Which of the following is not one of the policies and procedures that make up an internal control system?

Protect assets.

Ensure reliable accounting.

Guarantee a return to investors.

Uphold company policies.

Promote efficient operations.

Principles of internal control include all of the following except:

Apply technological controls.

Maintaining security by having one person track and record assets.

Perform regular and independent reviews.

Separate recordkeeping from custody of assets.

Divide responsibilities for related transactions.

Internal control procedures for cash receipts do not require that:

Custody over cash is kept separate from its recordkeeping.

All collections for sales are received immediately upon making the sales.

Clerks having access to cash in a cash register should not have access to the register tape or file.

An employee with no access to cash receipts should compare the total cash recorded by the register with the record of cash receipts reported by the cashier.

Cash sales should be recorded on a cash register at the time of each sale.

Which of the following procedures would weaken control over cash receipts that arrive through the mail?

After the mail is opened, a list (in triplicate) of the money received is prepared with a record of the sender's name, the amount, and an explanation of why the money is sent.

The bank reconciliation is prepared by a person who does not handle cash or record cash receipts.

For safety, only one person should open the mail, and that person should immediately deposit the cash received in the bank.

The cashier deposits the money in the bank and the recordkeeper records the amounts received in the accounting records.

The employees handling the cash receipts are bonded.

The entry to establish a petty cash fund includes:

A debit to Cash and a credit to Petty Cash.

A debit to Cash and a credit to Cash Over and Short.

A debit to Petty Cash and a credit to Cash.

A debit to Petty Cash and a credit to Accounts Receivable.

A debit to Cash and a credit to Petty Cash Over and Short.

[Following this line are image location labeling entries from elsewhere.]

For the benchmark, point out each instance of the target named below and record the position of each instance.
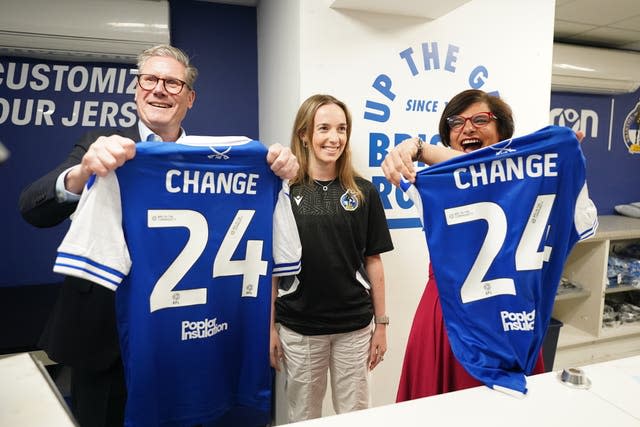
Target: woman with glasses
(472, 120)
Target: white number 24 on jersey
(475, 287)
(250, 268)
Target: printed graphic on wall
(610, 146)
(630, 130)
(407, 100)
(44, 108)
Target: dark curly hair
(464, 99)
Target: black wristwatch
(381, 320)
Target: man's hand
(103, 156)
(282, 161)
(275, 349)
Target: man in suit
(81, 332)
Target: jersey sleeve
(94, 248)
(586, 215)
(287, 249)
(412, 192)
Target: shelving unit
(583, 340)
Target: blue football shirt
(188, 237)
(500, 223)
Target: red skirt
(430, 366)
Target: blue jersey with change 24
(500, 223)
(188, 237)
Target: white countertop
(27, 396)
(612, 400)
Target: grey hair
(191, 72)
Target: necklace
(325, 187)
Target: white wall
(343, 52)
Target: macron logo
(202, 329)
(521, 321)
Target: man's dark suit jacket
(81, 331)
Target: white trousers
(307, 358)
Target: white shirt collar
(145, 132)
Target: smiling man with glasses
(81, 332)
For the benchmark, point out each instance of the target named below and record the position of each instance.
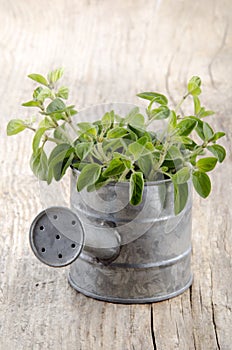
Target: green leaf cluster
(126, 148)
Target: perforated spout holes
(56, 236)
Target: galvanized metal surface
(56, 236)
(154, 262)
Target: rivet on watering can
(56, 236)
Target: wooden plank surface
(111, 50)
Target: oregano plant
(123, 148)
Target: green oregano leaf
(180, 197)
(181, 176)
(55, 75)
(207, 131)
(218, 151)
(136, 188)
(37, 137)
(115, 167)
(15, 126)
(63, 92)
(154, 96)
(39, 164)
(194, 86)
(55, 106)
(185, 126)
(201, 183)
(88, 176)
(206, 164)
(116, 133)
(39, 79)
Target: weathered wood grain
(112, 50)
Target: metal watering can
(118, 252)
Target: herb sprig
(123, 148)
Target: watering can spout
(57, 238)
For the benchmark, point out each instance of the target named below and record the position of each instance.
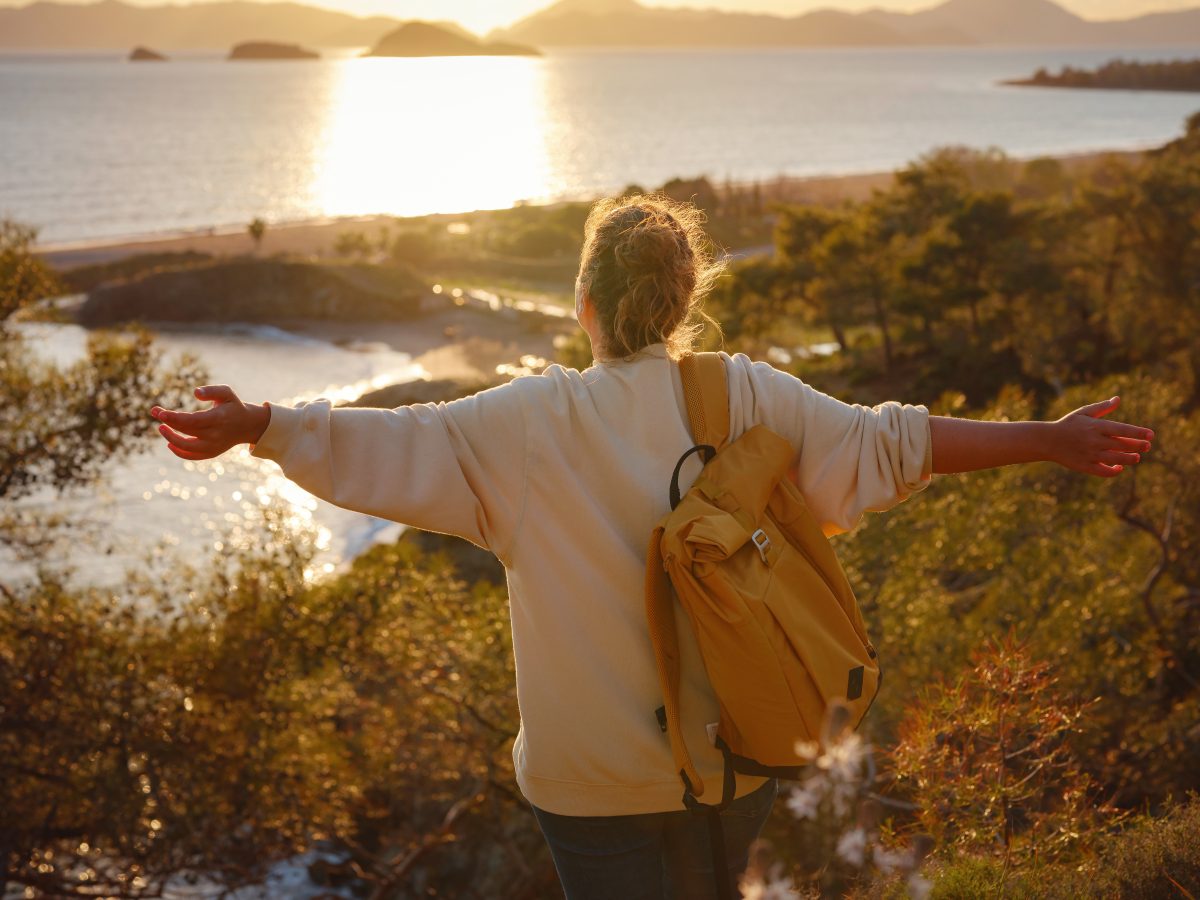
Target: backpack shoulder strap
(707, 396)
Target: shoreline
(315, 237)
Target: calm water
(91, 147)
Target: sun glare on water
(407, 136)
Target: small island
(268, 49)
(144, 54)
(1122, 75)
(420, 39)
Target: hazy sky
(484, 15)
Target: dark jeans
(658, 856)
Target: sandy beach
(316, 238)
(461, 343)
(466, 343)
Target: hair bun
(646, 267)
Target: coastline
(315, 237)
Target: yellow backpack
(774, 617)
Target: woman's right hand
(208, 433)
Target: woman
(563, 475)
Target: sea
(96, 148)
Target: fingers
(1115, 457)
(184, 442)
(1099, 409)
(216, 393)
(1133, 445)
(190, 454)
(1120, 430)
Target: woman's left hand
(208, 433)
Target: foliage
(65, 426)
(23, 276)
(1125, 75)
(61, 426)
(987, 759)
(1098, 579)
(837, 823)
(975, 271)
(1150, 858)
(237, 717)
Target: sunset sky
(484, 15)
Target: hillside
(250, 289)
(1120, 75)
(609, 23)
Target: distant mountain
(112, 24)
(421, 39)
(270, 51)
(627, 23)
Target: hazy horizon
(481, 16)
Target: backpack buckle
(762, 543)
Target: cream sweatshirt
(563, 475)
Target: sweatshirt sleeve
(455, 468)
(850, 459)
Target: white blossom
(804, 801)
(844, 760)
(774, 887)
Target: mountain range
(628, 23)
(113, 24)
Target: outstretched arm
(1083, 441)
(456, 468)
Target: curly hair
(647, 267)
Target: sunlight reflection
(480, 142)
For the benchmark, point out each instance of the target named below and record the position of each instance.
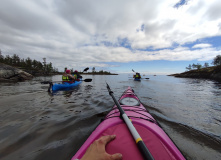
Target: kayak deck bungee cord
(139, 138)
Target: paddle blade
(85, 69)
(87, 80)
(45, 82)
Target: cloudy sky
(160, 36)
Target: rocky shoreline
(9, 73)
(213, 73)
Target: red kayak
(155, 139)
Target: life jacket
(65, 78)
(138, 76)
(75, 76)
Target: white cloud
(202, 45)
(74, 32)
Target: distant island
(205, 72)
(100, 73)
(213, 73)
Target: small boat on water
(158, 143)
(65, 85)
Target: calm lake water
(37, 125)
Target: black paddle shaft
(141, 145)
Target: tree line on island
(216, 62)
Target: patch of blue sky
(180, 3)
(124, 42)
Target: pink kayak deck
(156, 140)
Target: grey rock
(9, 73)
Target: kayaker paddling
(67, 77)
(138, 135)
(76, 75)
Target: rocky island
(213, 73)
(9, 73)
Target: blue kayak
(65, 85)
(137, 79)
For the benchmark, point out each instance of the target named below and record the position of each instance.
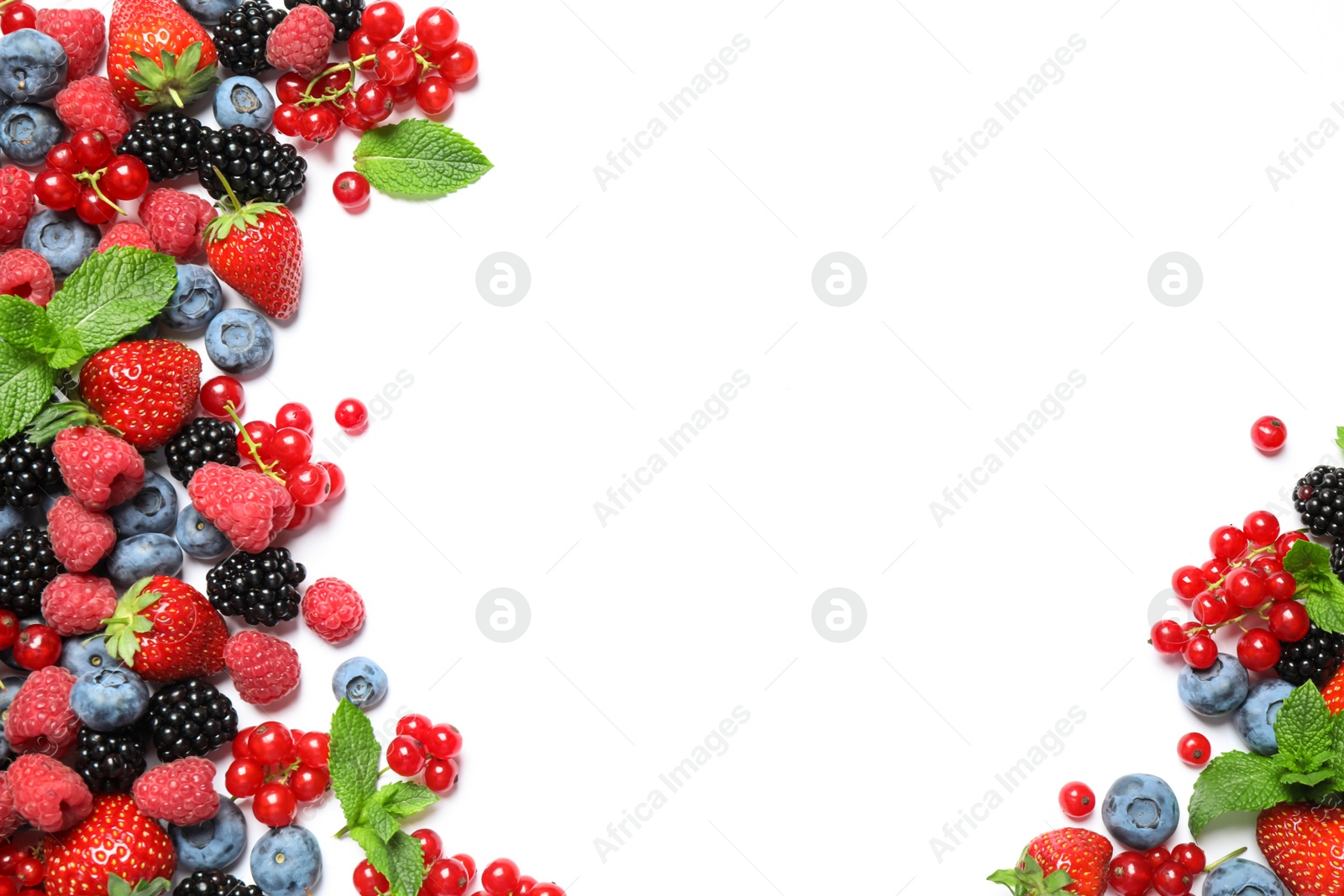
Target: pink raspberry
(183, 792)
(91, 102)
(81, 35)
(40, 719)
(49, 794)
(80, 537)
(98, 468)
(26, 275)
(250, 508)
(176, 222)
(264, 668)
(333, 610)
(74, 604)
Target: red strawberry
(165, 631)
(158, 55)
(1070, 860)
(147, 390)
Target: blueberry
(244, 101)
(213, 844)
(1242, 878)
(286, 862)
(33, 66)
(109, 699)
(143, 555)
(152, 510)
(198, 537)
(1215, 691)
(239, 342)
(360, 680)
(1140, 810)
(1254, 719)
(195, 301)
(60, 238)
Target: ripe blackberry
(255, 164)
(167, 141)
(241, 36)
(27, 564)
(27, 472)
(111, 761)
(199, 443)
(260, 587)
(190, 719)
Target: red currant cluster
(279, 768)
(87, 175)
(1245, 579)
(423, 65)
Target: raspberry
(264, 668)
(125, 234)
(80, 33)
(302, 42)
(40, 719)
(98, 468)
(176, 222)
(250, 508)
(26, 275)
(50, 795)
(333, 610)
(80, 537)
(183, 792)
(76, 604)
(91, 103)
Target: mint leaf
(418, 159)
(1236, 782)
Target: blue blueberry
(33, 66)
(286, 862)
(60, 238)
(360, 680)
(239, 342)
(1242, 878)
(244, 101)
(213, 844)
(1140, 810)
(143, 555)
(1215, 691)
(108, 699)
(152, 510)
(1254, 719)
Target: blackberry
(260, 587)
(27, 564)
(241, 36)
(255, 164)
(27, 472)
(190, 719)
(167, 141)
(344, 13)
(111, 761)
(199, 443)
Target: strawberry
(145, 390)
(1070, 860)
(165, 631)
(257, 249)
(1304, 846)
(158, 55)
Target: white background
(696, 264)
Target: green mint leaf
(109, 296)
(418, 159)
(1236, 782)
(354, 754)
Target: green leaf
(1236, 782)
(418, 159)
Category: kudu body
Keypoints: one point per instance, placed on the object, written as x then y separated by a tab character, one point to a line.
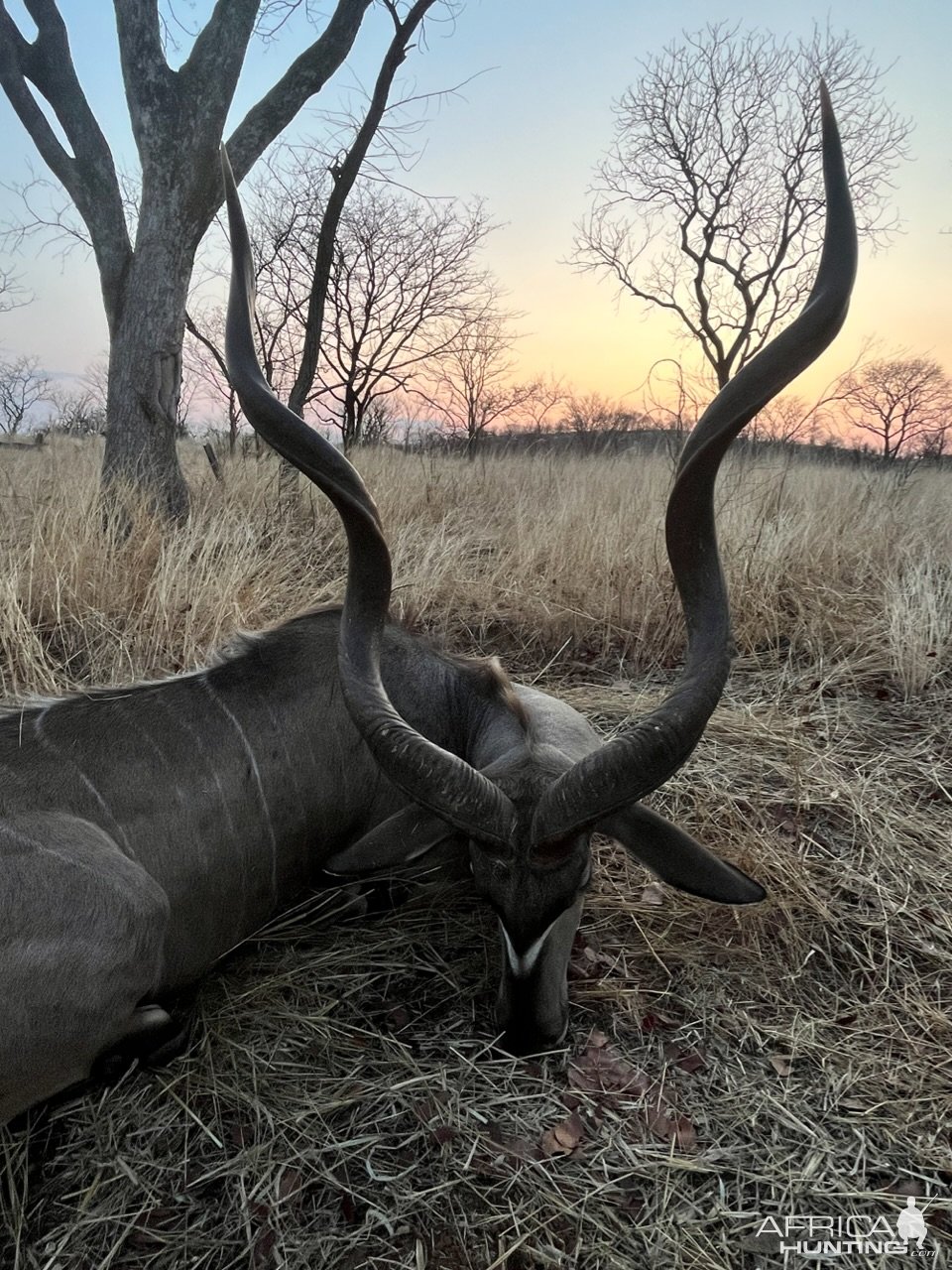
146	830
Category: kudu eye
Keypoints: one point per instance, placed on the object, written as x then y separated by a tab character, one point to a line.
555	851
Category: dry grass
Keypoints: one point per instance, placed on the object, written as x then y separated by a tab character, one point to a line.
339	1105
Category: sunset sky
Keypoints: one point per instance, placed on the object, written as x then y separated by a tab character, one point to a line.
526	132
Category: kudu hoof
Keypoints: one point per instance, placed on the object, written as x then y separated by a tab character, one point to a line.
153	1038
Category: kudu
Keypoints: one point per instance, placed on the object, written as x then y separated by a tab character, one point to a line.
146	830
527	781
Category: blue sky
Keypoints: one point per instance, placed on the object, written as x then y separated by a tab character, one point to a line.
525	132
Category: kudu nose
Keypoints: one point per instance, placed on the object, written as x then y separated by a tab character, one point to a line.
529	1037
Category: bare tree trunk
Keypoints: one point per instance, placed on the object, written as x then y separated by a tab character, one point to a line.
145	375
177	118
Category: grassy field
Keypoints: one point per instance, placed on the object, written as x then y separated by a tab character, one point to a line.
340	1105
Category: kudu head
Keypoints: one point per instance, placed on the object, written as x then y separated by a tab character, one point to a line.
530	802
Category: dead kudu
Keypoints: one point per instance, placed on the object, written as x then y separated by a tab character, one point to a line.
146	830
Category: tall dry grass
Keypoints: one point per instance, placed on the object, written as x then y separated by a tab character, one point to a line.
555	563
339	1105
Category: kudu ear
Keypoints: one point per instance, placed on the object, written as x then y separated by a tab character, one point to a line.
678	858
397	841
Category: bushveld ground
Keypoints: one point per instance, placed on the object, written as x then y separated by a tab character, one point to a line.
340	1103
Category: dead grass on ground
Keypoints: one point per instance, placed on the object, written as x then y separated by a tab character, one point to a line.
340	1105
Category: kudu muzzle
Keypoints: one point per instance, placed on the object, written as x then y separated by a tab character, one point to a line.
532	1008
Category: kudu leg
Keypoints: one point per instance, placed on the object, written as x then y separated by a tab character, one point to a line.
81	938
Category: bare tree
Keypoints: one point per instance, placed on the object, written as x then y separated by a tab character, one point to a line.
22	388
298	248
177	119
13	295
787	420
905	403
474	389
717	153
594	417
405	287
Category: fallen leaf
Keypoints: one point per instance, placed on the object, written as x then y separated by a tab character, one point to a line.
563	1137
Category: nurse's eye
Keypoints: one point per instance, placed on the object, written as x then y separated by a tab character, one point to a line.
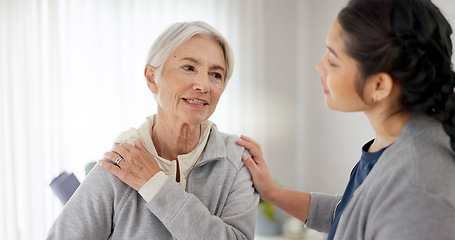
188	68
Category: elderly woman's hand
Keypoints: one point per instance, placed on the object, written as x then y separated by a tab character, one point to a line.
137	166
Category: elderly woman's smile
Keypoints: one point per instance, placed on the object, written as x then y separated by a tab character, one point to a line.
191	81
195	101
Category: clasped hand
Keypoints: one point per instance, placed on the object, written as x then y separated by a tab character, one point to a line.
137	166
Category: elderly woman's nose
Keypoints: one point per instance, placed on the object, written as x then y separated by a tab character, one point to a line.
201	83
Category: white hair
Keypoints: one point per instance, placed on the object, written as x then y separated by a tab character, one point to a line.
177	34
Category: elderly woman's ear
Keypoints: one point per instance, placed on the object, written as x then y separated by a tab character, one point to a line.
150	76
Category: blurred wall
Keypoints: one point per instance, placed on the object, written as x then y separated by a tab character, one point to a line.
307	146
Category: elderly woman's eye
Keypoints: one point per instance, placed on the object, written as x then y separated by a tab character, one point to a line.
188	68
217	76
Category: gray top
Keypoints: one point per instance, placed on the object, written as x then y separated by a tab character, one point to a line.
219	203
409	193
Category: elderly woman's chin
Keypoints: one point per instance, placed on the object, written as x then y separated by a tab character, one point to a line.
197	117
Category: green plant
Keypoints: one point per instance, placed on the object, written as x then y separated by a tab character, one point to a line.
268	210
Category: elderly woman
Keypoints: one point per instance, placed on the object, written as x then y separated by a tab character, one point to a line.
176	176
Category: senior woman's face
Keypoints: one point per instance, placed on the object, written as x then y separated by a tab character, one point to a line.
192	80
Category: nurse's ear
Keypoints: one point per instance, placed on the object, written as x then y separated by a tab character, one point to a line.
381	87
150	76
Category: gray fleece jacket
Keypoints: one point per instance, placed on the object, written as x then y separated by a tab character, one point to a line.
219	203
409	193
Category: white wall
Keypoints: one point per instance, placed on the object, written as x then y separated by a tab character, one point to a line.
308	147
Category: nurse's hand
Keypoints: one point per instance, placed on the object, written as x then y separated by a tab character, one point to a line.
131	164
262	179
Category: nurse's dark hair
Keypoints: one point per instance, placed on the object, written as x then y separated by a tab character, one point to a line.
409	40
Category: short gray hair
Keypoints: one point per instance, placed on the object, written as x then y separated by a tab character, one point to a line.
177	34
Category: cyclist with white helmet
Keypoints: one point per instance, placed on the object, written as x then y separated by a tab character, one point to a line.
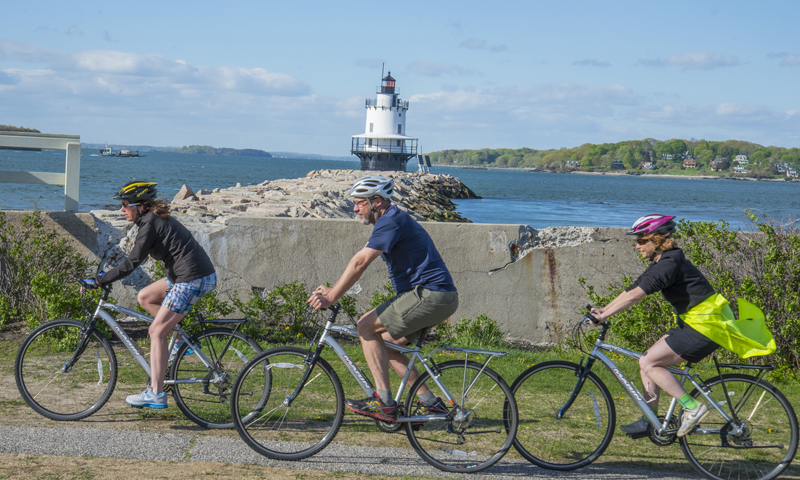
683	286
426	295
190	275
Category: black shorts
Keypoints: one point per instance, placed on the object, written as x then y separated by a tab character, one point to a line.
690	344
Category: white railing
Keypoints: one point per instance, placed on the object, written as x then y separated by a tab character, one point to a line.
71	178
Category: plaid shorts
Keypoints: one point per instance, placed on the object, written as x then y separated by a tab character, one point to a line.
181	296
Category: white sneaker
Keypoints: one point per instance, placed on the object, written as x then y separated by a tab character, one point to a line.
690	418
148	399
174	352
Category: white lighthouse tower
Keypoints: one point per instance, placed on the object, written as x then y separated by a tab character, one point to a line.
384	144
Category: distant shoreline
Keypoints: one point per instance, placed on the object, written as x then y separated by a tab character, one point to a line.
627	174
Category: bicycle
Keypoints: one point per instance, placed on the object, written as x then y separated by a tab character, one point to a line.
751	431
66	369
305	403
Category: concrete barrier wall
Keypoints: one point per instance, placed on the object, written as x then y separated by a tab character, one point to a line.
525	279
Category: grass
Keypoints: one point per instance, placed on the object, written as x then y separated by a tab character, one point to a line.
358	430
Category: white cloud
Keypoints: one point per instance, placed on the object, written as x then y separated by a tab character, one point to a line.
705	60
123	73
590	62
791	61
473	43
433	69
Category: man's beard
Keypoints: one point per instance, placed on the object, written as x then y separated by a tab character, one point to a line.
366	219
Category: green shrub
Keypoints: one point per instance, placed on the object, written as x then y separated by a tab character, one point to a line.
39	271
481	333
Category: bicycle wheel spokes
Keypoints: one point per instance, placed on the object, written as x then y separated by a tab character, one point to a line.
583	432
70	395
476	435
275	429
768	438
208	403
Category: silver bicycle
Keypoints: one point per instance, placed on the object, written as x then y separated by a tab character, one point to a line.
305	403
67	369
568	416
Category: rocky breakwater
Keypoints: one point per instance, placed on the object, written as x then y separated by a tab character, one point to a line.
324	194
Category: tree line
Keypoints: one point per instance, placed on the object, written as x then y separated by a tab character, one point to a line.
207	150
651	154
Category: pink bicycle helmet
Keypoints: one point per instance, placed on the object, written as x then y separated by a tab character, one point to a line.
661	224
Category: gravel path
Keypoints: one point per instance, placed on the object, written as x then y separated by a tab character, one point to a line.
133	445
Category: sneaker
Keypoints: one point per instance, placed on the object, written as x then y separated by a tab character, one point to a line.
148	399
437	408
373	407
638	427
175	348
690	418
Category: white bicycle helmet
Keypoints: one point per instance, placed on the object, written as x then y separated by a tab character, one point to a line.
372	185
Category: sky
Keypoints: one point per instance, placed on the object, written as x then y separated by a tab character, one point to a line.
294	76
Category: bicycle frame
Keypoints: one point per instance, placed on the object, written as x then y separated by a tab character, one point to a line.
100	313
413	353
660	428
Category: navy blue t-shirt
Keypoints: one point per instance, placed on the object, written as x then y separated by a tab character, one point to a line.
409	253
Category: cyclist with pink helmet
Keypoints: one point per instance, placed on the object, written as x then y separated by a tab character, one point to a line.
683	286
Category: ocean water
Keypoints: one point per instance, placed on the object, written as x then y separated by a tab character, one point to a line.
509	196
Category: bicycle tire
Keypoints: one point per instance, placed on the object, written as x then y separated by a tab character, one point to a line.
770	422
584	431
208	403
476	437
292	432
65	396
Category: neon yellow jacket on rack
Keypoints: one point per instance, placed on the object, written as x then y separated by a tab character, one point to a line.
746	336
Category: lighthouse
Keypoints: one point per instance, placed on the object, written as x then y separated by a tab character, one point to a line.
384	144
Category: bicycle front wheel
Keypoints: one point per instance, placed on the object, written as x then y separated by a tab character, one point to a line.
73	394
275	427
206	400
760	446
475	435
573	439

Spencer Co. has a $300 petty cash fund. At the end of the first month the accumulated receipts represent $53 for delivery expenses, $167 for merchandise inventory, and $22 for miscellaneous expenses. The fund has a balance of $58. The journal entry to record the reimbursement of the account includes a:

Debit to Petty Cash for $300.

Debit to Cash Over and Short for $58.

Credit to Cash for $242.

Credit to Inventory for $167.

Credit to Cash Over and Short for $58.